Poster Sessions

LITA 2007 offers ten poster sessions covering a wide variety of topics. I will try to give you a glimpse of each of the offerings present. While ten were listed not all were present.

Take your online services to the next level: audio, video and more! By Michelle Jeske (Denver Public Library) really showed how you could add visual and audio interest to your library’s virtual presence. Virtual storytime with a children’s librarian reading the book while the illustrations are shown was especially interesting, as was the ability to put audio instructions for using the web site in either English or Spanish.

SFX usability testing at ASU by Tammy Allgood and Jenna Amani (Arizona
State University) showed immediate applications to improving their pages. They observed users going through set tasks and began making changes immediately based on what they learned, cleaning up the pages and converting to more natural language.

Converting technophobes into technophiles: empowering reluctant library staff by Nina McHale (Auraria Library, Denver, Colorado)

Adventures in digitization: a new librarian shares five hard-earned tips to avoid project management pitfalls by Cory Lampert (University of Nevada Libraries, Las Vegas). This really was a good presentation for someone in their first position from library school. Points stressed include planning, collaboration, metadata, using the system you have, completing the project and marketing the final result. And this digitization project focused on the costumes for Las Vegas showgirls. They have already been used by fashion designers, even a follow up call from Paris.

Bright ideas or squeaky wheels: defining a model for R&D resource allocation by Jennifer S. Jutzik and Don Albrecht (Colorado State University Libraries) took a very proactive stance in showing their need for more resources.
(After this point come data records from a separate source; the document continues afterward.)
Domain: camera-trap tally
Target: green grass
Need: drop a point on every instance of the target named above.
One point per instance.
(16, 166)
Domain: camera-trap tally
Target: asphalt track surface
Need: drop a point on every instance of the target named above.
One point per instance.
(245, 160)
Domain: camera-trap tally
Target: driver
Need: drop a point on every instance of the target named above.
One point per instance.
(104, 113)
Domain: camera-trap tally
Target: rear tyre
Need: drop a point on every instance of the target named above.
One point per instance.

Being a land grant institution, they surveyed other land grant institutions regarding their IT support. Then they could show where they were in comparison.

Using the access grid videoconferencing system for collaboration and training: an experiment with distributed personal interface grids (PIGs) by Sharon Dennis (Midcontinental Region of the National Library of Networks of Medicine) is certainly an improvement over some clunky delivery methods where there are delays which slow the discussions. While eventually it is hoped to use this with instruction, right now they are using it primarily for conferencing and collaboration among sites at a distance from each other.

Managing library IT projects with agility and innovation by Janetta Waterhouse (University of Kansas) was one I really was interested in seeing, but unfortunately was not there.

MySpace or Facebook – the social networking faceoff: what’s right for your library by Beth Evans (Brooklyn College Library) and Shannon Kealey (New York University’s Bobst Library). And the battle begins, not really. There are good points for both and either social networking tool will get you more in touch with your younger users. One difference to note is that MySpace allows an institution entity whereas Facebook now only allows individual entities. However, in Facebook, if people join your group, you can do mass emails to them.

Advanced optical character regognitions using a cheap point & shoot digital camera by Dimitar Poposki (Department for Translation and Interpretation, Republic of Macedonia) also seemed to be not present.

Reaching students outside of traditional library instruction: creating online tutorials to reach a new generation of information users by Cindy Craig and Curt Friehs (Wichita State University Libraries) use tools like Camtasia, a tool I recommend, to improve online instruction. They have created tutorials for individual online databases to help show how to navigate through using them. Camtasia allows the viewer of the tutorial to see the screen and watch the action of the searching take place.


  1. Jenny Reiswig

    I thought the Converting Technophobes poster was really timely and has some challenging recommendations for library technologists in helping break down the barriers to more staff getting technical knowledge. Empowering was really the key word for me – do we give staff permission to download software? To have a sandbox? To see the servers? I was thinking back to this poster when Frumkin was doing his closing keynote, bemoaning the dearth of women at Code4Lib. Well, why would I go to a hackfest if I’m not allowed to code?

  2. Genny

    Advice from Genny to Jenny: Don’t ask for permission. Code first. Ask for forgiveness later.

    Added notes on the poster sessions:

    SFX usability:
    Used Morae to capture video and audio of people using the system, along with their mouse clicks and screen display. Morae combines an inset display of the user video in a display of the screen they’re using. To change the SFX interface they had to change the actual Perl code in-house.

    Access Grid videoconferencing:
    The Library funds the single $50,000 Access Grid that requires highly specialized onsite technical maintenance and support. Extending the videoconferencing network, they used PIGs funded by NLM – $1500 each and no onsite technical expertise required beyond basic IT support. Visit accessgrid.org for more info on the Access Grids.